FIRST WORLD WAR. Einstein had used the method he developed at the Patent Office to test his theories. But the method was unconventional, and few researchers understood it. He realized he needed to do more experiments. But the First World War broke out and the test equipment was confiscated on the Crimean peninsula where a study of solar eclipses was carried out (the German who assisted ended up in prison but was later released). Based on the calculations Einstein made in 1911, about his new theory of general relativity, light from another star should be deflected by the sun’s gravity. It was not until 1919 that the sermon of Sir Arthur Eddington was confirmed in connection with the solar eclipse on May 29, 1919. These observations were published in the international media and made Einstein famous.
THE TIMING INCREASED FAME. When it emerged that scientists from several countries during World War I collaborated to gather evidence for Einstein’s theory, it gave people hope. In addition, Einstein’s theory, which changes notions of time and space, could give hope to the many people who lost their relatives in the war. At the height of his fame, the world thought he was a happy man, but he had slipped away from his wife and children and begun to doubt his equation, which all declared genius / god.
THE BIGGEST MISTAKE. Einstein added a cosmological constant, Lambda Λ, to the equation of general relativity that describes the universe in the state when it is static (i.e., does not expand). The general theory of relativity is a beautiful, elegant, and powerful theory that changed our perception of the universe. He made the modification because his simple theory of relativity did not fit the studies of the time. He realized that his equation could not apply if it is the case that the universe changes and is not static. G = t became G = lambda = t. This was a mistake, and he then went back to his original calculation. He would thereafter follow his own thought. He did not intend to be misled again. The Lambda situation taught him to stick to his beliefs.

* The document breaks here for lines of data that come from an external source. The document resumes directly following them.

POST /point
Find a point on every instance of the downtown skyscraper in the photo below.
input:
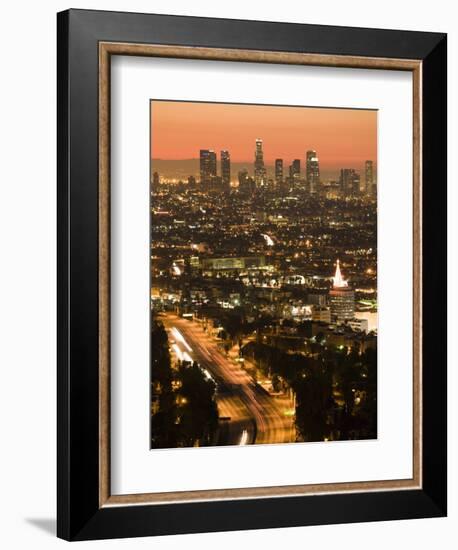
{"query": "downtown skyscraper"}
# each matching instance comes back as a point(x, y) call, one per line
point(207, 166)
point(312, 172)
point(225, 168)
point(278, 171)
point(260, 175)
point(369, 180)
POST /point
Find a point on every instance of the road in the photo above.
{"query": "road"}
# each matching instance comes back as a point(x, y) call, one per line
point(255, 415)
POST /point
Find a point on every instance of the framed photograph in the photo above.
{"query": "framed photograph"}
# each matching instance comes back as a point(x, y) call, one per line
point(252, 274)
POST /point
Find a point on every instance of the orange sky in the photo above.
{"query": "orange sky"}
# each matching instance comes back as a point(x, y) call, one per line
point(341, 137)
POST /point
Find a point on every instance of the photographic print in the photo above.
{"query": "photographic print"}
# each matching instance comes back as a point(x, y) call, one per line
point(263, 274)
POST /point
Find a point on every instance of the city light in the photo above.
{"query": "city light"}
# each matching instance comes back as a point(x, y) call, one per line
point(263, 295)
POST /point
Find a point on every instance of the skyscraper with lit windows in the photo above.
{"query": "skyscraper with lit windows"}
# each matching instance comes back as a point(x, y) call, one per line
point(260, 176)
point(312, 172)
point(369, 180)
point(341, 298)
point(225, 168)
point(207, 166)
point(278, 171)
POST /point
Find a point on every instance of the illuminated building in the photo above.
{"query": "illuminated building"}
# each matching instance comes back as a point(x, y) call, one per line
point(312, 172)
point(259, 167)
point(370, 183)
point(359, 325)
point(246, 183)
point(155, 182)
point(295, 170)
point(321, 314)
point(225, 168)
point(341, 298)
point(278, 171)
point(207, 166)
point(349, 182)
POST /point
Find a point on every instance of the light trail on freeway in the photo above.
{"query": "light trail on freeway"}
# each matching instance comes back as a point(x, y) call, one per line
point(255, 415)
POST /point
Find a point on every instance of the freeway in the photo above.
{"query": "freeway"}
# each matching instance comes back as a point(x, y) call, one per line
point(255, 416)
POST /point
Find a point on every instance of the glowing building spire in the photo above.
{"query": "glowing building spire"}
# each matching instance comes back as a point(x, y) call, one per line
point(339, 281)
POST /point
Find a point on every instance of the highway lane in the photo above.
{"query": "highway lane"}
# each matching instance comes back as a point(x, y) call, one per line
point(256, 416)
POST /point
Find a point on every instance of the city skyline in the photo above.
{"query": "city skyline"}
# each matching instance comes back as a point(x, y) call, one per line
point(342, 137)
point(263, 276)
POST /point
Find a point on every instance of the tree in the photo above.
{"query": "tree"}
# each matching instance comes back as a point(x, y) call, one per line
point(198, 413)
point(314, 404)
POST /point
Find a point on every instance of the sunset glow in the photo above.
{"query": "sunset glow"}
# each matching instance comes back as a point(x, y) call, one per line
point(342, 137)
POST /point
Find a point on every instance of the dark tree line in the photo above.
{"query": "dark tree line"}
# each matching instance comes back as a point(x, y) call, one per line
point(336, 389)
point(183, 408)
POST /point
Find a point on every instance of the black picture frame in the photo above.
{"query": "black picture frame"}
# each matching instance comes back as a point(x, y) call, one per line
point(80, 516)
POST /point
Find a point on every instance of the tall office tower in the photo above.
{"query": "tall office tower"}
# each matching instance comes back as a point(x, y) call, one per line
point(259, 167)
point(369, 168)
point(312, 172)
point(225, 168)
point(295, 170)
point(246, 184)
point(156, 180)
point(341, 298)
point(278, 171)
point(207, 166)
point(349, 182)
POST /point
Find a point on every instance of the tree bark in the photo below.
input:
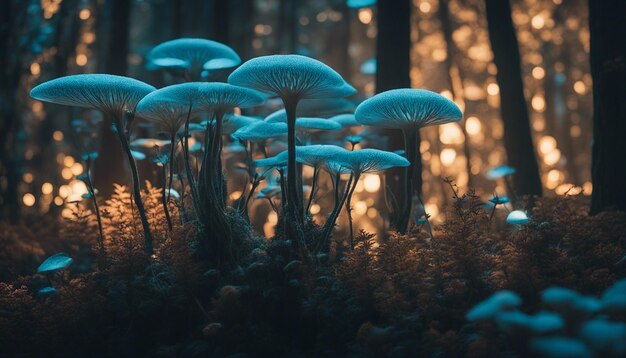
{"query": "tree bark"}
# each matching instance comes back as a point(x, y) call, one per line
point(607, 26)
point(518, 141)
point(393, 57)
point(109, 167)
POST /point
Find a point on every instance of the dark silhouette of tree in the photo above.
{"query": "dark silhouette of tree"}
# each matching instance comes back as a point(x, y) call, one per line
point(518, 141)
point(393, 58)
point(113, 27)
point(607, 26)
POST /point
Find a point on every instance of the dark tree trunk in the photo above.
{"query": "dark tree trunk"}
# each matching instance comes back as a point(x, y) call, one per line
point(221, 20)
point(393, 46)
point(518, 141)
point(455, 79)
point(110, 166)
point(12, 20)
point(607, 25)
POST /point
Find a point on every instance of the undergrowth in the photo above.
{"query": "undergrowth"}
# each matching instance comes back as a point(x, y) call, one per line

ADVANTAGE AS YOUNG, MISADVANTAGE AS OLD. Einstein’s strength as a young man was that he dared to trust his intuition even though it went against prevailing science. He had to do thorough tests and experiments and get help from people who knew, for example, mathematics better than himself. When he was older, he confidently trusted his intuition and refused to accept the quantum physics of the younger generation.
GOD DOESN’T PLAY DICE. Einstein came up with several experiments to disprove quantum physics but never succeeded. But instead of accepting these facts, Einstein insisted on seeing them in a deterministic sense, arguing that there must be hidden variables. Einstein maintained his mistaken attitude to unification until his death, despite overwhelming evidence. He was sure that “God does not roll the dice” but must follow a clear causality. His method was no longer just his intuition. One by one, the Research Allies had to leave his side. He did not want to adopt quantum mechanics as the next generation. He was then left alone and was seen as a forerunner.